Investment Demand Up in Yatala Industrial Region

20 April, 2017 / Lisa Dunne

Investment Demand Up in Yatala Industrial Region

Investment demand for industrial stock in the Yatala Enterprise Area (YEA) in the Brisbane-Gold Coast growth corridor has been strong during the first quarter of 2017, according to Ray White Industrial M1 North.

Ray White Industrial M1 North Team Leader Lisa Dunne said during the second half of 2016 there were few sales in the Yatala region, however, there has been a major rebound in the first three months of 2017.

“There have been sales of $16.08 million which is well ahead of the last six months of 2016,” Lisa Dunne said in the Between the Lines Yatala Industrial Overview report April 2017.

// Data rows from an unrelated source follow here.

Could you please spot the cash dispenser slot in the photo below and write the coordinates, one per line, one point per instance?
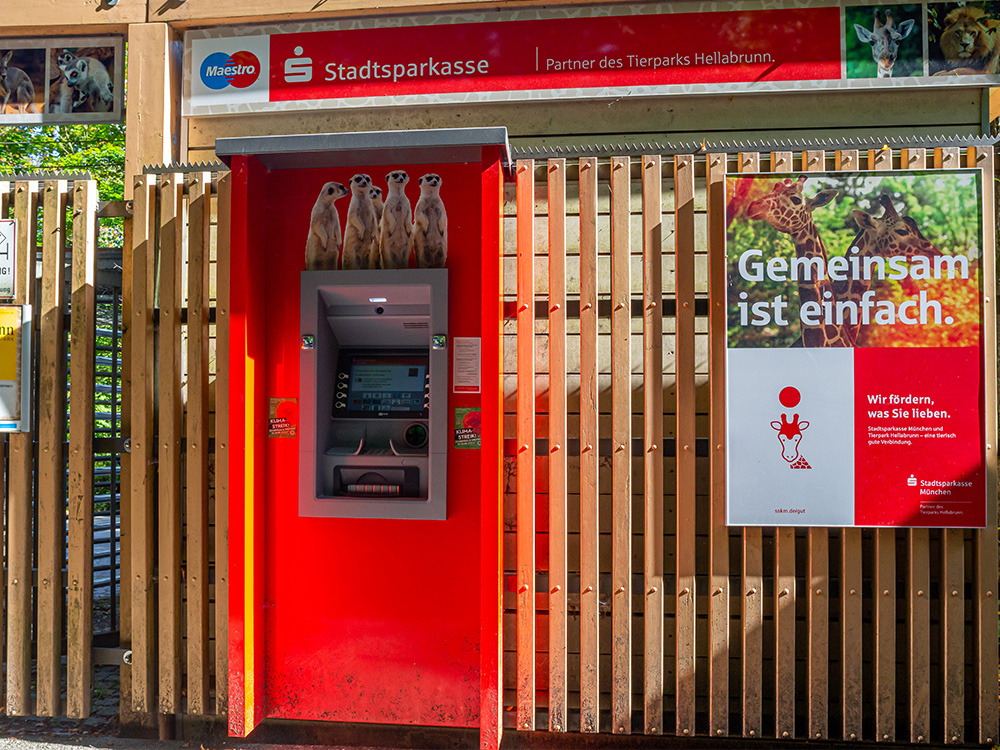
(374, 389)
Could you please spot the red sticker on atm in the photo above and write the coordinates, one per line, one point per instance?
(283, 417)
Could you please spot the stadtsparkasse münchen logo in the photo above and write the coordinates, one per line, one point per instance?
(240, 70)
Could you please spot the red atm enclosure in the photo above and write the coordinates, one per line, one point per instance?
(364, 439)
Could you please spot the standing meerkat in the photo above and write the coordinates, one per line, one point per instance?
(376, 196)
(323, 244)
(397, 223)
(430, 224)
(361, 230)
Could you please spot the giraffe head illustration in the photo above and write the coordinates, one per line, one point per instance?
(790, 435)
(790, 432)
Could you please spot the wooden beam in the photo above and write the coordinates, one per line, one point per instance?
(197, 431)
(170, 195)
(51, 433)
(526, 444)
(686, 613)
(753, 588)
(621, 440)
(19, 484)
(558, 564)
(589, 508)
(152, 118)
(80, 566)
(652, 378)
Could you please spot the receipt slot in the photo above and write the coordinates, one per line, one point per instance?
(361, 463)
(373, 394)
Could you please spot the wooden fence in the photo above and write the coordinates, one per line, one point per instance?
(630, 606)
(49, 490)
(174, 613)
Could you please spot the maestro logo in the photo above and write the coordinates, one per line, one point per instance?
(240, 70)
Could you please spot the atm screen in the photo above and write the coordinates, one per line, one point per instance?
(381, 385)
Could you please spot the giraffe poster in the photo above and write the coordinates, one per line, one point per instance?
(855, 367)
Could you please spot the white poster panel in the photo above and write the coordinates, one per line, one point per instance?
(790, 437)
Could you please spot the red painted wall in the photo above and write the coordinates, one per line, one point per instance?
(367, 620)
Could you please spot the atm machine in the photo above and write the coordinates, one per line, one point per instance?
(373, 394)
(364, 446)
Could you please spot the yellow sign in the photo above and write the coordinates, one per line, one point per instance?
(10, 333)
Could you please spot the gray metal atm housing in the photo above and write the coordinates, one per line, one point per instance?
(373, 444)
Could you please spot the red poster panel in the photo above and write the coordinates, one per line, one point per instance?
(855, 386)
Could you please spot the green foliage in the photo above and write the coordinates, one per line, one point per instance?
(97, 149)
(910, 61)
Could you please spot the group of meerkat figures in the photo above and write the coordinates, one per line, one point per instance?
(378, 234)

“Improvements in confidence across the Gold Coast ahead of the 2018 Commonwealth Games has done much to grow enquiry levels, though limited stock availability has seen volumes low.

“For the Yatala industrial market, larger institutional owners remain while private investors and owner occupiers have been active in the smaller industrial unit market, particularly as rental rates continued their upward momentum.

“Low interest rates and rising residential prices have encouraged diversification of funds into these higher yielding investments.

“Average capital values have increased 11.01 per cent over the last year to now range between $1,600 per sqm and $2,200 per sqm, while yields now record around 6.50 to 8.00 per cent depending on quality and lease covenant.”

Ray White Commercial Head of Research, Vanessa Rader, said there is currently 111,597 sqm of industrial supply in the development pipeline across the Yatala region through 10 projects.

“Two projects are currently under construction, the largest being the Energex Depot in Stapylton representing 14,000 sqm, this site is due for completion in mid-2017.

“There are currently seven projects with DA Approval in the Yatala region and these account for close to 90,000 sqm. Despite these projects having approval, construction is not expected to commence until adequate commitment is sourced, as such the estimated completion for these projects range between 2018 and 2020.

“Encouraging is the lack of speculative supply which has been added to the market, while vacancy levels improve they continue to be at a reasonably high rate across the broader South East Queensland industrial market. A demand led attitude towards supply completion will ensure continued growth remains in this market.”